Surrounded by chatty tourists and locals with laptops, and sipping a cappuccino, Ms. Neshat is more than capable of seeing the contradictions in her position. Her young son was in school in Battery Park City on 9/11, and she is a naturalized American citizen who has not returned to Iran in more than a decade. “I feel as American as I feel Iranian,” Ms. Neshat said, but what happened is something that “needs to be brought up in this country.” Whether, she wonders, anybody is going to turn to her for that particular message is another story.
Ms. Neshat’s apparent switch “is so unfortunate, you wonder if it’s due to Iranian pressure on expat elites,” said controversial online critic Charlie Finch of artnet.com. That said, “conformist collectors are so eager for approval from artists they’ll forgive anything.”
To “warm up” the potential audience, Ms. Neshat offered something of a prologue to it in video installations at the Gladstone Gallery, said her dealer, Barbara Gladstone. “She made five 10-to-12-minute films, three of which we showed here a couple of years ago.” According to the dealer, her idea was that “they would be introductions to each of the characters, vignettes of each of the characters.” These were, by and large, well reviewed.

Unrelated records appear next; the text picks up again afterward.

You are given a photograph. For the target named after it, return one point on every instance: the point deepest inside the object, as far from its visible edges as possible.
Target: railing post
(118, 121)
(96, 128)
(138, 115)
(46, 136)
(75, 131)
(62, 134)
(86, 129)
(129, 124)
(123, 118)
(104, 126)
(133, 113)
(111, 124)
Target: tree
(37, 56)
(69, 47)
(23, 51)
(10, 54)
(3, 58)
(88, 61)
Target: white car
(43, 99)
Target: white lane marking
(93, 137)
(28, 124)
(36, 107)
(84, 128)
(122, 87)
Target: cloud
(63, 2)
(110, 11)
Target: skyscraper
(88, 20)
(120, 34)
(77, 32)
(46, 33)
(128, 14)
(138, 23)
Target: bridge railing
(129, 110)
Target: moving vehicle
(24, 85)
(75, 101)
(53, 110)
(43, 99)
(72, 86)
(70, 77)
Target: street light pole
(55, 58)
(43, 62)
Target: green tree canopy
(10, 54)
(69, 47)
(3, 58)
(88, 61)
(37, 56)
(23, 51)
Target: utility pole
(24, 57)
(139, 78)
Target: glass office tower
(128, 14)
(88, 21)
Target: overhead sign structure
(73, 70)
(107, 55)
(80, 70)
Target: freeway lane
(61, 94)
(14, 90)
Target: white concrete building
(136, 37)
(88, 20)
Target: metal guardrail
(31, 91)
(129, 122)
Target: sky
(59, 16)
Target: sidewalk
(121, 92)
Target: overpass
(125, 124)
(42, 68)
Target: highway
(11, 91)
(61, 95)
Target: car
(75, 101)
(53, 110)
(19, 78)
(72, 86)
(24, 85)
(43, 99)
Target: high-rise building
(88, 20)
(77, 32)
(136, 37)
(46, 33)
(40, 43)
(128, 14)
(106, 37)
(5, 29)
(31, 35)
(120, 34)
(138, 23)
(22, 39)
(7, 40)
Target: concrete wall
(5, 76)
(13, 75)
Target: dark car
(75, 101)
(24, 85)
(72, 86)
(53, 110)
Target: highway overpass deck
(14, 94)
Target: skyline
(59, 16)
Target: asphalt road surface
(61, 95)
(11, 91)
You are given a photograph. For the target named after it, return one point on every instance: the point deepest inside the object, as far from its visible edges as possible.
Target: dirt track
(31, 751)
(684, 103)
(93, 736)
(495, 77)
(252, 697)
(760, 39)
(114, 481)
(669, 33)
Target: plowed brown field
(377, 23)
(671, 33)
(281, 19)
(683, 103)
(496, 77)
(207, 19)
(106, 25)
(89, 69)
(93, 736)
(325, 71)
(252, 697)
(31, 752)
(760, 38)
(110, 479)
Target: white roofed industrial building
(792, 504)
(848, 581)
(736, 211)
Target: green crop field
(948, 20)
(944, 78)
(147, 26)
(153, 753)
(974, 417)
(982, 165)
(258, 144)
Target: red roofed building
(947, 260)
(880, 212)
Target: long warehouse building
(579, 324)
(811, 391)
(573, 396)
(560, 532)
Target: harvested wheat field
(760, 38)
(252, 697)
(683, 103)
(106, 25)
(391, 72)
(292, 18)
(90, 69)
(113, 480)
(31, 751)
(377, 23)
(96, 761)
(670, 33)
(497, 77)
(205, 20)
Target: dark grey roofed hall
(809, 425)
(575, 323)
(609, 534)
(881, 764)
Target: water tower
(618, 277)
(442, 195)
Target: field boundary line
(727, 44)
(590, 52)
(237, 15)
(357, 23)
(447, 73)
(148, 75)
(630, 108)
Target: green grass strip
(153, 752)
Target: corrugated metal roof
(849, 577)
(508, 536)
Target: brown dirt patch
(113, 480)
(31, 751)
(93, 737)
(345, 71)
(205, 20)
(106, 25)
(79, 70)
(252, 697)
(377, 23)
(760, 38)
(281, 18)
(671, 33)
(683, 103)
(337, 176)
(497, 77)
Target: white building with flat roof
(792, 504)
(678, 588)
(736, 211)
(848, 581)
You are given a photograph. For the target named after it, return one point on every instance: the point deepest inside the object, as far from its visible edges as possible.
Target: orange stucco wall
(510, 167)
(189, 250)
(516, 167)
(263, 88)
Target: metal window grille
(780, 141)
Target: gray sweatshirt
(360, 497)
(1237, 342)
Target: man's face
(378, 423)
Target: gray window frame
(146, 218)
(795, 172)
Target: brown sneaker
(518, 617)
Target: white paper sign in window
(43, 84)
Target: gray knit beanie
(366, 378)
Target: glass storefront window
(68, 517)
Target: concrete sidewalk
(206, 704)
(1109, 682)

Leah Freid, partner in Lombard Freid Projects in Chelsea, doesn’t expect the politics of the film to discourage collectors of her work. “If it’s beautiful and smart, good. More and more institutions and collectors are supporting that kind of work. People are definitely buying film and video, and the works she’s been showing have been ‘beyond the gallery walls’ type of work. Shirin has been a leader in that way, in having a narrative structure in her work. It will encourage people to support her in the market.”
Ms. Neshat became an overnight sensation in 1999 with the screening of a series of videos, including the now famous Rapture-a silent movie, lyrical and mesmerizing-that films the men of Iran on one screen and the women on another. (Shot in 16 millimeter, the film renders the desert beautiful and exotic, and the gulf between the two sexes insurmountable.) Within two years, it had been shown in major museums all over the world, including in the Whitney Biennial 2000 and at MoMA. Then began a string of career successes. By 2002, the Guggenheim Museum acquired her work; soon her works were in the collection of several leading art collectors, including Dakis Joannou (whose collection is on display now at the New Museum, in its “Skin Fruit” show).